The Senate Tourism and Marketing Committee approved a lottery proposal sponsored by Republican Sen. Jim McClendon of Springville. However, Tourism Committee Chairman Del Marsh described the bill as a vehicle for negotiations and said lawmakers might revive the issue of casinos along with the lottery debate. The committee also approved other legislation that would set up a gaming commission to regulate casinos.

"You have members who want to see a more comprehensive gaming package and those who do prefer a simple lottery. All we did today was keep both alive," Marsh said.

The committee action comes a week after Marsh's proposal to authorize a state lottery and up to 10 casinos in the state failed by two votes in the Alabama Senate.

McClendon's bill would authorize a lottery where tickets could be sold at stores, kiosks and through a phone app.

"My goal is to allow Alabamians to play whatever games they are traveling out of state to play," McClendon said.

"The people will have the opportunity to vote on and see if they would like a plain and simple lottery. It doesn't address slot machines. It doesn't address church bingo," he said of his bill.

The Tourism Committee delayed action on a bill by Sen. Garlan Gudger, a Republican from Cullman, that would authorize a lottery, although instant games would be limited to paper lottery tickets and could not be sold electronically.

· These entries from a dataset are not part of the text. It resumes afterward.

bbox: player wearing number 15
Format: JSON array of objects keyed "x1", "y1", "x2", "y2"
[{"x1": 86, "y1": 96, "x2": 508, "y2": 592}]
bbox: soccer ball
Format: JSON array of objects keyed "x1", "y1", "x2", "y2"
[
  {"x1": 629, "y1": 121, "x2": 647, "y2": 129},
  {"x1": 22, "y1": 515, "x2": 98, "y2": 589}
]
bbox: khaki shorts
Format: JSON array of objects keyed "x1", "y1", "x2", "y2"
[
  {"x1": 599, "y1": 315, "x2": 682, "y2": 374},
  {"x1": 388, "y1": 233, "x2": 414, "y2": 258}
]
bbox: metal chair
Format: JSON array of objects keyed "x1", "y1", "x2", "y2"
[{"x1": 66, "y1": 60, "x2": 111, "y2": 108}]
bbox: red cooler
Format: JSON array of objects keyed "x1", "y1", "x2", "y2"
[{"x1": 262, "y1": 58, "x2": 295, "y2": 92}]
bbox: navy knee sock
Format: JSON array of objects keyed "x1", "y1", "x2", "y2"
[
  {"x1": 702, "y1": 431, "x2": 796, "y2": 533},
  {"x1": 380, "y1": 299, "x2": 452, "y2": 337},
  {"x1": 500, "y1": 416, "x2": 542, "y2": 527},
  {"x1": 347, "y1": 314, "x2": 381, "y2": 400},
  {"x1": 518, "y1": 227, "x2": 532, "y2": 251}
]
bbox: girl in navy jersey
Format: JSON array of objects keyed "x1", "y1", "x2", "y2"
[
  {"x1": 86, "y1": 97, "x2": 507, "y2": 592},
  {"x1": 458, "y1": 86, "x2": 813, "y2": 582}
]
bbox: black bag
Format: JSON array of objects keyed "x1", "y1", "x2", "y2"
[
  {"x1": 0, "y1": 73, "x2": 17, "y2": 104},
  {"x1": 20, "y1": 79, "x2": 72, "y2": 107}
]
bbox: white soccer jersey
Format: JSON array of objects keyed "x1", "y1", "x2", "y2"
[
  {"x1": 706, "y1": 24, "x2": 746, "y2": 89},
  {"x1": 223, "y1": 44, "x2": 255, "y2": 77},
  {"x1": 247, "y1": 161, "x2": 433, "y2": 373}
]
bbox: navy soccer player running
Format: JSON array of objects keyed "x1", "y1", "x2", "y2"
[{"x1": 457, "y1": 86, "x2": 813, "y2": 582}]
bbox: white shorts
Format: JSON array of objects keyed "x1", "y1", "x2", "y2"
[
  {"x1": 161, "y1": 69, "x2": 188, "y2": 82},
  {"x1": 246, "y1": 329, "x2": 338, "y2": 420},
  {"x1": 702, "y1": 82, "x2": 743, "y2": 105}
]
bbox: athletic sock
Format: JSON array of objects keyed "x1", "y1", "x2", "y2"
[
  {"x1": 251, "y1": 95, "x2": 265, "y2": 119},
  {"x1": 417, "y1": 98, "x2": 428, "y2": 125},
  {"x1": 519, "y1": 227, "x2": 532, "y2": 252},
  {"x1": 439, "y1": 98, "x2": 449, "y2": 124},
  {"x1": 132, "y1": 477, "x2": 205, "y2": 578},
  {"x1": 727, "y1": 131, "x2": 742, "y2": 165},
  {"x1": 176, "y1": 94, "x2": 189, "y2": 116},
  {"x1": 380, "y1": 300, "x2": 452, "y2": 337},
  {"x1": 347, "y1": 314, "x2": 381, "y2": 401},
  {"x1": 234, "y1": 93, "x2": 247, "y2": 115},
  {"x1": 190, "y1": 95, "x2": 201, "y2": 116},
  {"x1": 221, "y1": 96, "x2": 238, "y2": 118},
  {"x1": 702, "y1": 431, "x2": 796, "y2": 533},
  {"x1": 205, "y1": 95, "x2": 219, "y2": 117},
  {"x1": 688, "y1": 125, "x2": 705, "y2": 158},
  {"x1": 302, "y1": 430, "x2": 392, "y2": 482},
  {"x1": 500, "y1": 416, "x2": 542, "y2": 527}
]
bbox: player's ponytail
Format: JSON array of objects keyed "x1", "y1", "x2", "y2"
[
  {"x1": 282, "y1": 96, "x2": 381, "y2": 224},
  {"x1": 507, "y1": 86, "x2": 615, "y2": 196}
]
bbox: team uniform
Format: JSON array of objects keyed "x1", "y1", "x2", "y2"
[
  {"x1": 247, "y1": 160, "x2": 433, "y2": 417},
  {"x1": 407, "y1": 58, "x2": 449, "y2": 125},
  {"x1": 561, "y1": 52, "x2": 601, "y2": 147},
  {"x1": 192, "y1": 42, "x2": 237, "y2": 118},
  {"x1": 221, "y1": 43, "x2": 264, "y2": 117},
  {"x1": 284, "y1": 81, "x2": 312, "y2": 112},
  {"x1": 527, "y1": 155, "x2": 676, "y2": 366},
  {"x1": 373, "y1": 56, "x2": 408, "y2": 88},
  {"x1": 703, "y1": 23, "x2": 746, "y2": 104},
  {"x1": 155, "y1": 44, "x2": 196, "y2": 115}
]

Any gambling proposal would have to be approved by three-fifths of lawmakers and a majority of state voters. Alabama voters in 1999 rejected then-Gov. Don Siegelman's proposed state lottery, but lawmakers in both parties say they believe voters are now more welcoming to the idea.

Alabama is one of five states without a state lottery. Marsh said he believes there is a mandate from voters to address the issue of gambling.

"The people of Alabama want to vote on something dealing with gaming, whether it is a straight lottery, whether it's a comprehensive package," Marsh said.

Alabama lawmakers will take a weeklong spring break next week. Marsh said lawmakers can take time to study the proposals and talk with constituents.

Lottery bills have become entangled with the larger issue of gambling because of concerns over what the required changes to state law would mean for operators of electronic bingo machines, which can resemble slot machines.

"At the end of the day, it's more complicated than just a simple lottery," House Speaker Mac McCutcheon said last week.